I am finishing up my final revised manuscript based on my long-term ethnographic research in Calabar, Nigeria (from 2008-present), on the masquerade culture of urban Calabar. The monograph, Masquerade and Money in Urban Nigeria: The Case of Calabar, is an effort to examine the broad masquerade culture by exploring the six prominent masquerade societies currently thriving in Calabar. In this book, I unravel the urban layers of masquerade performance, showing how “traditional” culture gains new roles or currencies within a contemporary, city-based context. I argue that urban masquerade performance provides a global platform for members to sustain themselves financially and to produce a type of space or “street stage” on which to “stand,” be heard, and expressively push back against the forces of marginalization and homogeneity.

I have also been working on developing a traveling exhibition on West African Masquerades (with two other scholars, Amanda Maples and Lisa Homann) for the Smithsonian's National Museum of African Art and the North Carolina Museum of Art. We were awarded a National Endowment of the Humanities grant of just over $60,000 to fund the preliminary expenses for this project! More specifically, it is a pre-planning NEH curatorial grant.

Most of this grant will cover myself and the other two collaborators to travel to our research sites in West Africa to commission masquerade costumes from living, active artists. And another point with this is that my 2017 article on the issues of ethical fieldwork and commissioning practices with living African artists serves as the methodological framework for this project. It is very exciting to see my research so well received and that it will be used as our core, ethical method for this project. I am excited to expand on this with my co-collaborators!

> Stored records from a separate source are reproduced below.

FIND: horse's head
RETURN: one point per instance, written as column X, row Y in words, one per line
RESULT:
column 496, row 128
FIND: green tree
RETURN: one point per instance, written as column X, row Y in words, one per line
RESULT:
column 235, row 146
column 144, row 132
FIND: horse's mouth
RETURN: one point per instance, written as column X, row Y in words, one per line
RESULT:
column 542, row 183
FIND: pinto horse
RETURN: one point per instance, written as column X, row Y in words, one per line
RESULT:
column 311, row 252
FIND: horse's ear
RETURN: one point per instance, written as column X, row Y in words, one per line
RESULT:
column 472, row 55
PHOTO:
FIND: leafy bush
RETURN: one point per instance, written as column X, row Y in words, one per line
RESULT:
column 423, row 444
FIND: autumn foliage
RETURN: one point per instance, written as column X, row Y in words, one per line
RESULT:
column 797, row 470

Jordan Fenton participates in a procession

Fenton performing with fellow members during his initiation and installation into chief and titleholder of the Nigerian Ekpe/Mgbe secret society, Calabar, 2008.

Masquerade costume

Ekpe/Mgbe Ebonko masquerade by Chief Ekpenyong Bassey Nsa. Collected and commissioned by Fenton for the permanent collection of Miami's Art Museum in 2018. The commission ties to his research engaging more ethical ways/methods of working with underrepresented indigenous artists.

Has the COVID-19 pandemic affected your research?

COVID has disrupted my research schedule of returning to Nigeria about every two summers. I was supposed to travel back to Calabar, Nigeria, last summer and this summer to continue fieldwork, especially this summer for the HEH award. However, due to COVID, I will be pushing research back to next summer of 2022 to continue work for the exhibition and NEH project.

What are your plans for the coming year?

Jordan Fenton and a group sit cross legged on the floor

Fenton working with herbalist Chief (Dr.) Asuquo Effiong during a 2018 summer research trip.

In addition to publishing the aforementioned book and continuing work on the Smithsonian Exhibition and NEH project, I plan to work on publishing a reader for the Art of Africa, Oceania and Native America (as a companion text for my ART 162: Africa, Oceania and Native America course.)

After that, I start working on a second monograph investigating Nsibidi, an esoteric art form, language, and knowledge system of southeastern Nigeria and West Cameroon. It is a visual and performed system of knowledge/language that is deeply embedded into the masquerade culture I have been studying in Calabar since 2008. I have also been very fortunate as I have been apprenticed into this esoteric knowledge system over the last 13 years during my ethnographic work in Calabar, Nigeria.